As wine researchers and yeast manufacturers have achieved greater understanding of wine fermentations some of the above-mentioned issues have largely become redundant. The decrease attributed to these causative factors has seen a concomitant rise in one particular factor which is now viewed as being the predominant issue associated with stuck and sluggish fermentations: the ratio of glucose to fructose.6 Anecdotal evidence suggests that in more than 90 percent of the cases – and some even characterize the incidence as much higher, about 95 percent,4 where there is a stuck or sluggish fermentation, the glucose:fructose ratio is less than 1.0. That this should be the case is not surprising.
Saccharomyces cerevisiae is generally a glucophilic yeast meaning it preferentially consumes glucose as opposed to other sugars. Many people believe that the use of a Saccharomyces bayanus strain will help avoid these problems, however, this is incorrect. Basically, the old taxonomy of yeast was based on their ability to mate. When geneticists started finding multiple pieces of DNA sequences that arose from the Saccharomyces sensu-stricto group, they realized that this was not the best method. With the advent of DNA sequencing a more accurate methodology could be used. This has shown that many yeast species/strains are a mix of multiple strains with one or two dominant parents.
During this process it was revealed that those strains being used in the wine industry which were commonly referred to as “Bayanus” were not actually Saccharomyces bayanus but instead Saccharomyces cerevisiae and are mainly from the “Prise de Mousse” family.7,8,10 Some yeast manufacturers and resellers still label these yeasts as Saccharomyces bayanus which is incorrect. Reinforcing this was the apparent discovery of some true Saccharomyces bayanus strains isolated from Patagonia (from non-inoculated fermentation processes).5 However, after sequencing, these have been reclassified as Saccharomyces eubayanus. The defining characteristics of these strains are that they are generally cold-tolerant and not fructophilic. In reality there are very few Saccharomyces bayanus strains have been isolated so far, and even fewer are commercially available.
During fermentations glucose is, more often than not, consumed at a higher rate than fructose (the other predominant sugar in wine fermentations). As a consequence, the proportion of fructose increases as the fermentation progresses. When fructose becomes the predominant sugar at the end of fermentation this often leads to sluggish or stuck fermentations. It is important to recognize, however, that Saccharomyces cerevisiae yeast strains (the majority used in winemaking) consume certain types of sugar to varying degrees. Some are glucophilic and other fructophilic and in between exists a continuum. In order to understand why this is important it is necessary to understand the genesis of this problem, the consequences and how this issue may be addressed.
Why is This Occurring?
In part, this may be attributable to an increase in alcohol levels and the desire to produce more fruit-forward wines. As many critics and consumers have noted, table wines used to have significantly lower alcohol levels than they currently do. Wines with 14% to 14.5% ABV are commonly produced today. It is also not uncommon to see wines with more than 15% ABV. But why is this? Leaving aside any debates concerning global warming and the implications of this, two related reasons stand out: the first being related to commercial imperatives and the second is viticultural.

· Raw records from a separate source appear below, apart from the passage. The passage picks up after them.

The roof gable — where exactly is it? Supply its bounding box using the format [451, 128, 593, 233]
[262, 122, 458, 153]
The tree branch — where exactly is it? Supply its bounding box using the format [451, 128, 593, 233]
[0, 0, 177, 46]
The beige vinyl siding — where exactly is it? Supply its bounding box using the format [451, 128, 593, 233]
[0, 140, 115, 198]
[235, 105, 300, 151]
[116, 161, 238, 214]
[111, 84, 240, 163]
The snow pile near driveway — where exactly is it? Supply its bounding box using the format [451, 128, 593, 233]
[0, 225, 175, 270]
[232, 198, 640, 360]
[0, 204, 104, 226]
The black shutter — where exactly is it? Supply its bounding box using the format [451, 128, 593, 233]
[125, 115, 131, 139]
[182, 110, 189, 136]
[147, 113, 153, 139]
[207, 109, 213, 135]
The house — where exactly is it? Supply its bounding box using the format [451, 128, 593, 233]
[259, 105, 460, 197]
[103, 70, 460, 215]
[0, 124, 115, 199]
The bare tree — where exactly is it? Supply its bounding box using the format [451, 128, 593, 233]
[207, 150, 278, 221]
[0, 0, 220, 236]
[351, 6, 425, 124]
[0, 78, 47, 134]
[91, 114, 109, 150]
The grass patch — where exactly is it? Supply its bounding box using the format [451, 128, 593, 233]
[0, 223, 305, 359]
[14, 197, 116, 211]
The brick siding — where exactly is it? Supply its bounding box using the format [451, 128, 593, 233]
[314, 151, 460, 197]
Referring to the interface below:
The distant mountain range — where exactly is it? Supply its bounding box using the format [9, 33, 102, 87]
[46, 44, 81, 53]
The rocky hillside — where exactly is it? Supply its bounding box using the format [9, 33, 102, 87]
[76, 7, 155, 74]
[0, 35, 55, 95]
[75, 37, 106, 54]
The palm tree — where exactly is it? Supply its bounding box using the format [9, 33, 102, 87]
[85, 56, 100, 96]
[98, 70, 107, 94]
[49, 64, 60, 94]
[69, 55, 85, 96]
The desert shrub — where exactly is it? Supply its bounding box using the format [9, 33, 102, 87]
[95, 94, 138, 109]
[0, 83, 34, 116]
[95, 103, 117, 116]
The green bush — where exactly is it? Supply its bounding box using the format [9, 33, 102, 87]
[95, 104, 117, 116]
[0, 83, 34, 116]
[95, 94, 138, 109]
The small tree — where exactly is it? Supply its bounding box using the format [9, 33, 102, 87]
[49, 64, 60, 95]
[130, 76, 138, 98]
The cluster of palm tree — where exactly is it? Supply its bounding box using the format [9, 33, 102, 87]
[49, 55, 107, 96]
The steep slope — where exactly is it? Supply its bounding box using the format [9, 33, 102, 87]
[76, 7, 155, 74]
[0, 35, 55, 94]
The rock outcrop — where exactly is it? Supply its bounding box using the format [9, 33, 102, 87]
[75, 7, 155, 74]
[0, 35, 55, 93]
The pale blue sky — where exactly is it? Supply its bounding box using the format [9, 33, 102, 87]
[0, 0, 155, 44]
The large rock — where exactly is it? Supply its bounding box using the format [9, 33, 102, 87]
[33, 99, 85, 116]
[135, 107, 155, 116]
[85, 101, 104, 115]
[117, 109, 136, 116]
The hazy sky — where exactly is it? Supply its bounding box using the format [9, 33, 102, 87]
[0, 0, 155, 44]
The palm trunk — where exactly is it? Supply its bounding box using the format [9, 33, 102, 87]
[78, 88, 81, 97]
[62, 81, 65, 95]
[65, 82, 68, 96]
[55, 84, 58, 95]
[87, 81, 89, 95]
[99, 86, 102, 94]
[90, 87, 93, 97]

In the last 30 years, key wine critics/reviewers have “pushed” red wines, in particular, towards a certain style where wines have higher levels of ripe fruit and softer tannins (ignoring the influence of oak). This wine style has often received higher scores and higher critical acclaim from influential reviewers, which has subsequently increased sales. Partly as a consequence of this the distinction between sugar and physiological ripeness has increasingly become increasingly important.
In warmer climates, physiological ripeness commonly trails sugar ripeness. Generally speaking, physiological ripeness is regarded as being more detrimental to wine quality than sugar ripeness. To this end, the notion of “hang time” has become more important – leading to physiological ripeness and, by implication the wine style likely to garner critical acclaim. To fully understand the implications of this it is important to take a step back to Viticulture 101 – in particular, the growth phases of the grapevine.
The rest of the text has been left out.